2.      All other strategies for pricing result in a distribution of gross margins. In this example, we’re going to use the mark-up approach. Based on this approach, we can see the price & margin effects of a 2.7x mark-up in the table below.

Per Unit Mark-Up Table.PNG

A turn rate of 3.95 for “SKU 294” is equivalent to a turn rate of 1.0 for “SKU 117”. Now we have the necessary information to adjust our inventory to optimize our profitability. Using our sample data, the scatter plot below shows Avg. Gross Margin per unit on the y-axis and turn rate on the x-axis broken out by brand. The color is an indicator of annual profitability. Blue being high profit, and orange being low profit. As you can see within the brands with the highest turns, the volume wasn’t enough to overcome the difference in margin from our high-priced items. While this is true for the example used here, it is not only the case. Be sure to measure your specific practice data before making any decisions about your dispensary or your inventory.

Turn GM Scatter.png

Things to keep in mind

There are a few things that can bias or skew your data when reviewing turns. It’s important to account for these things, or you’ll get less than optimal results.

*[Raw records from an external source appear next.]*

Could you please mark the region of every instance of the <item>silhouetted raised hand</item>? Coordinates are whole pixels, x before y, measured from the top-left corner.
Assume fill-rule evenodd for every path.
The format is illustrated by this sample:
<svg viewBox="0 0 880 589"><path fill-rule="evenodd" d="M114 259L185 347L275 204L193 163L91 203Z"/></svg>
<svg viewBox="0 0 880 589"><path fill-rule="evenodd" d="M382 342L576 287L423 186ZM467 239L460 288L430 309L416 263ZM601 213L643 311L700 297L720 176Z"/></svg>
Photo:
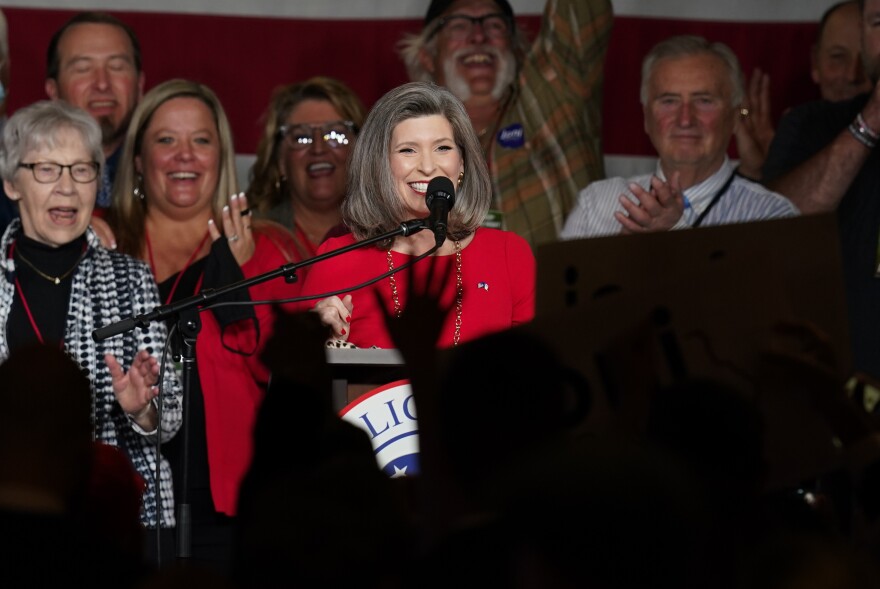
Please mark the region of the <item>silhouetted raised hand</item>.
<svg viewBox="0 0 880 589"><path fill-rule="evenodd" d="M385 303L377 300L385 316L385 323L395 346L406 363L416 401L419 419L419 462L421 468L418 483L418 504L425 525L425 547L433 546L454 525L458 516L466 511L461 490L451 476L448 457L443 447L440 430L439 362L437 340L452 306L440 302L440 292L446 280L455 280L450 269L445 275L437 272L436 258L428 259L429 271L423 282L406 283L405 308L395 316Z"/></svg>

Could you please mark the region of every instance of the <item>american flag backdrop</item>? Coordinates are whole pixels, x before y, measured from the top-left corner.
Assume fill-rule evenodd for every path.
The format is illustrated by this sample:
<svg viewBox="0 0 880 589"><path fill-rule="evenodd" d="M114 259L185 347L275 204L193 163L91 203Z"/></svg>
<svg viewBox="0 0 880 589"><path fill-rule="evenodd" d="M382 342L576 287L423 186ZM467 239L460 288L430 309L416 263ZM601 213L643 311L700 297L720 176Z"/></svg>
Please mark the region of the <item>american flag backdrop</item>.
<svg viewBox="0 0 880 589"><path fill-rule="evenodd" d="M612 0L615 11L604 90L608 172L644 169L653 153L642 128L639 66L657 41L694 33L730 45L746 74L771 76L776 118L818 97L809 53L817 22L833 0ZM543 0L512 0L535 33ZM232 121L236 151L248 160L261 115L281 84L323 74L348 83L370 106L407 81L395 52L417 31L428 0L15 0L9 23L10 112L45 98L46 46L73 13L106 10L140 37L147 88L175 77L213 88ZM735 153L732 151L732 155ZM650 164L648 164L650 165ZM244 181L244 178L242 178Z"/></svg>

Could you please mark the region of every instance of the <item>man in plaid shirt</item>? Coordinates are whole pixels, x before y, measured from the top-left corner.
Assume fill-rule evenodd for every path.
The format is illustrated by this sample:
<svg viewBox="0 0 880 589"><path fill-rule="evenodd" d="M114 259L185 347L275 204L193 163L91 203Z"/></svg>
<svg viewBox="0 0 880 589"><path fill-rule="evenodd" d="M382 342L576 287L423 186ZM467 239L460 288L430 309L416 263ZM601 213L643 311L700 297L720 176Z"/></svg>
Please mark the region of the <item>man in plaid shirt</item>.
<svg viewBox="0 0 880 589"><path fill-rule="evenodd" d="M603 177L602 77L609 0L548 0L525 42L507 0L432 0L401 42L413 80L464 103L492 173L485 225L533 246L557 239L578 190Z"/></svg>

  • Time on the board – Remember that turn rate is comprised of LTM sales divided by current inventory. If any of those frames have been on the board for less than a year, then you’re looking at biased data. You’ll want to annualize any unit sales to account for newer frames. My recommendation is to exclude new product from any analysis until it has at least 3 months on the board. Once it’s been on the board for 3+ months, annualize it and include it.

  • Office logistics – With the calculation being a measure of sell-through, the reorder strategy and board management strategy can influence your numbers. If your practice sells off the board, then the data is skewed by the limited exposure your top frames are receiving. As an example, imagine selling a frame the same day you put it on the board. There is a good chance that frame is a high turning frame. If it’s no longer on the board because you sold it to the first patient who saw it, then you can’t sell it to another patient until you get the frame back in the office. Every patient who doesn’t see that frame is skewing your turn rate metric. There are obviously ways around this, but it’s important to understand the logistics behind the data so that you can account for them when doing any type of turn rate analysis. A symptom of this is having an average of 1 frame sale per SKU per month. This is usually a sign that reorders are done monthly, and therefore limits the sales of any given frame in the office.

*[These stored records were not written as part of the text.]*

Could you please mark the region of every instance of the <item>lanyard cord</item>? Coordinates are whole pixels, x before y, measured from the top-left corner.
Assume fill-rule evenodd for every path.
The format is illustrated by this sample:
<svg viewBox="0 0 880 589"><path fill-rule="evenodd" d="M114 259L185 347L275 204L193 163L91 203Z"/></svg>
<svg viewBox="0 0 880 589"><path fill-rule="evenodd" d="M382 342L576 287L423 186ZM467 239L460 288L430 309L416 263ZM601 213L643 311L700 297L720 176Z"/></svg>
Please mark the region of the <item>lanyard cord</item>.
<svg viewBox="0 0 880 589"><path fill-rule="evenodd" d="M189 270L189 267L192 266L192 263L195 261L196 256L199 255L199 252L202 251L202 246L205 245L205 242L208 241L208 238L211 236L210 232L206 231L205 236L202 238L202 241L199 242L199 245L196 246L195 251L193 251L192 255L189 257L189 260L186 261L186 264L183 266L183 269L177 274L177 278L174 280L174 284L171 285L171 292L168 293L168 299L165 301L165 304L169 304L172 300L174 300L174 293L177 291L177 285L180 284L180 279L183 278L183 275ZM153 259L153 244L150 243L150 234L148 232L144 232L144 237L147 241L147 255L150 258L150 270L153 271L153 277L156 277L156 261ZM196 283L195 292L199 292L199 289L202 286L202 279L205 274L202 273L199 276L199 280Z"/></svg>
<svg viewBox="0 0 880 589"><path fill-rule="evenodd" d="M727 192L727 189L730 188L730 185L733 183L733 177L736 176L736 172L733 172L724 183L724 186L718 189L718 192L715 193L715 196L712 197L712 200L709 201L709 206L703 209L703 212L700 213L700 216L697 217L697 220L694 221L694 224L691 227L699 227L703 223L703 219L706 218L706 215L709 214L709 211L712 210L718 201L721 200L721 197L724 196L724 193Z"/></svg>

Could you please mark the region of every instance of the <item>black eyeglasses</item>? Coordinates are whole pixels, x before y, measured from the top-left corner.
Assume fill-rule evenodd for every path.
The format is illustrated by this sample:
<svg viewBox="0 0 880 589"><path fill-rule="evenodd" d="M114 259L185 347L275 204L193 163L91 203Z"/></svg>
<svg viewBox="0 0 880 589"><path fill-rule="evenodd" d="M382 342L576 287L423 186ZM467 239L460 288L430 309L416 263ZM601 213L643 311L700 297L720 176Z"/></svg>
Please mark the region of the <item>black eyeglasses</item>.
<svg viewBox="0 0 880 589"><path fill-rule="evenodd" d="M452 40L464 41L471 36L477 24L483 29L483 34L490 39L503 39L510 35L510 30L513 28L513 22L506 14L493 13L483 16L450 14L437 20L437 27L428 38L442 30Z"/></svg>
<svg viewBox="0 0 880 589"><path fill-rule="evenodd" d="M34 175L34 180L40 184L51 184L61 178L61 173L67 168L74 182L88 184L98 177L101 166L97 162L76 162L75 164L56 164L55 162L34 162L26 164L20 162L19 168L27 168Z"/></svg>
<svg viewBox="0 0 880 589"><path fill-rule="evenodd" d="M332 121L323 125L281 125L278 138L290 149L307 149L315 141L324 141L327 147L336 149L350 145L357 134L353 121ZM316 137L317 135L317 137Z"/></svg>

  • Vision Care – We will address 3rd party payers in a separate article but be aware that a 3rd party subsidizing a sale will influence the patient’s preferences. It doesn’t change the calculations or the analysis but is important to recognize that the revenue in these transactions is different, and therefore impacts gross margins.

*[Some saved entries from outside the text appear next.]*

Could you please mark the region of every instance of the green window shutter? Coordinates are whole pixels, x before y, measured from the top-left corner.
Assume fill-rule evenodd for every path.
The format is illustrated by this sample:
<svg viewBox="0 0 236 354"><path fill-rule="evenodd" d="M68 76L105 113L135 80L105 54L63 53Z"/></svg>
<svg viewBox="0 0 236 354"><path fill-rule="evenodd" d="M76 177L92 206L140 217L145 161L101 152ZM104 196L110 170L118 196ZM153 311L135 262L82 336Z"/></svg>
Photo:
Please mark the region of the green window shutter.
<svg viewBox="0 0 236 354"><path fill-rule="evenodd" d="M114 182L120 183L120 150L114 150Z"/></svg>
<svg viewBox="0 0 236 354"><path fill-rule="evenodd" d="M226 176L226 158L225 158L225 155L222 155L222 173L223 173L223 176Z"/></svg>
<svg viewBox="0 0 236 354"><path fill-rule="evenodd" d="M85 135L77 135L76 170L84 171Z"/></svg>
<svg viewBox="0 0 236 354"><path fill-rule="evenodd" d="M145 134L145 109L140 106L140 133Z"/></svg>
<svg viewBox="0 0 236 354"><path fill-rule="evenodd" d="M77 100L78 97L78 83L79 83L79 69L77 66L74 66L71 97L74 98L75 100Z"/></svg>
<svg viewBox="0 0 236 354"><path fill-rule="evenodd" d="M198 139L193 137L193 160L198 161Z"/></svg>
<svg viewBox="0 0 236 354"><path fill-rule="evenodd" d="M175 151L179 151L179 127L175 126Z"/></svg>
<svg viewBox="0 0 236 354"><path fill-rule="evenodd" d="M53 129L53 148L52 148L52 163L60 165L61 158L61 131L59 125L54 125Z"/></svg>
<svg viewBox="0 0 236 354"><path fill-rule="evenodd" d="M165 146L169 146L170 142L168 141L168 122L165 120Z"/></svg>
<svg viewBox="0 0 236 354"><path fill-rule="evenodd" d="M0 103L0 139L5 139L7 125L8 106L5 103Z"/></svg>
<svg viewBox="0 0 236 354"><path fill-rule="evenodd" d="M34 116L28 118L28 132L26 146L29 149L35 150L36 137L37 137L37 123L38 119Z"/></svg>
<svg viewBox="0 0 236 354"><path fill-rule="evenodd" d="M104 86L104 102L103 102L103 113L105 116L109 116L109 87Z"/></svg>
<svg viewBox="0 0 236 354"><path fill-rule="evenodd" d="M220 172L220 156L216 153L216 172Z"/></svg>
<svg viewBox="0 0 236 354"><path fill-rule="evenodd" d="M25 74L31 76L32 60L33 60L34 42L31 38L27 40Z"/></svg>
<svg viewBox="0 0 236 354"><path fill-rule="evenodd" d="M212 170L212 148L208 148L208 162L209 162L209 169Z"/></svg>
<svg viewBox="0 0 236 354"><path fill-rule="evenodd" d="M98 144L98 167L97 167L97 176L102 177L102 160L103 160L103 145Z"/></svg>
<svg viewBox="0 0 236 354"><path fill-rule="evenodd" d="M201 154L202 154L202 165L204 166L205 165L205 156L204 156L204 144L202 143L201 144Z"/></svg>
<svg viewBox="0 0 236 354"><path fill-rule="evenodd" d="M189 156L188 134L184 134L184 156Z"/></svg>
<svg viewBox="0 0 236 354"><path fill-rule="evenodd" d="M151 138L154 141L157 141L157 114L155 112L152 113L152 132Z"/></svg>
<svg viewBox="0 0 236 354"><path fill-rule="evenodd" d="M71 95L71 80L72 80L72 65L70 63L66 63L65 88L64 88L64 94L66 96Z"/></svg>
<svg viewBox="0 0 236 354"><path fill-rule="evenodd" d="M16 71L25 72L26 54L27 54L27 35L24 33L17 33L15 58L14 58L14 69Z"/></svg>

  • New product – Ask your vendors about turn rate for products in the local market that you’re not carrying. Leverage this information for swapping your zero-turn frames. Anything that hasn’t sold in 12 months, is not appealing to your patients. Swap it out for new product. Worst case scenario, it doesn’t sell, and you’re exactly where you started. Best case, it does sell, and you iteratively improve your turn rate over time.

Summary

With the uncertainty of preferences for every patient that walks through the door, the goal is to have complete coverage. We want something for everyone, but not everything for everyone. The goal is to cover demographics, retail price points, colors, materials, and sizes without tying up a ton of cash in frames.

Take stock of your inventory. Calculate your turns, and per unit margin. Determine your annual profit by brand and start segmenting by customer demographics and preferences. A general rule of thumb, a small practice ($500k or less) should have about 600 frames and 5-8 vendors. A large practice ($2MM+) should have roughly 1200 and 12-15 vendors. These are generalizations, and the inventory should be specific to your practice, but this guideline should be a good start. As you’ll notice it’s not linear. 4x the practice size results in a 2x increase in inventory. What does increase, is the turn rate or sell through.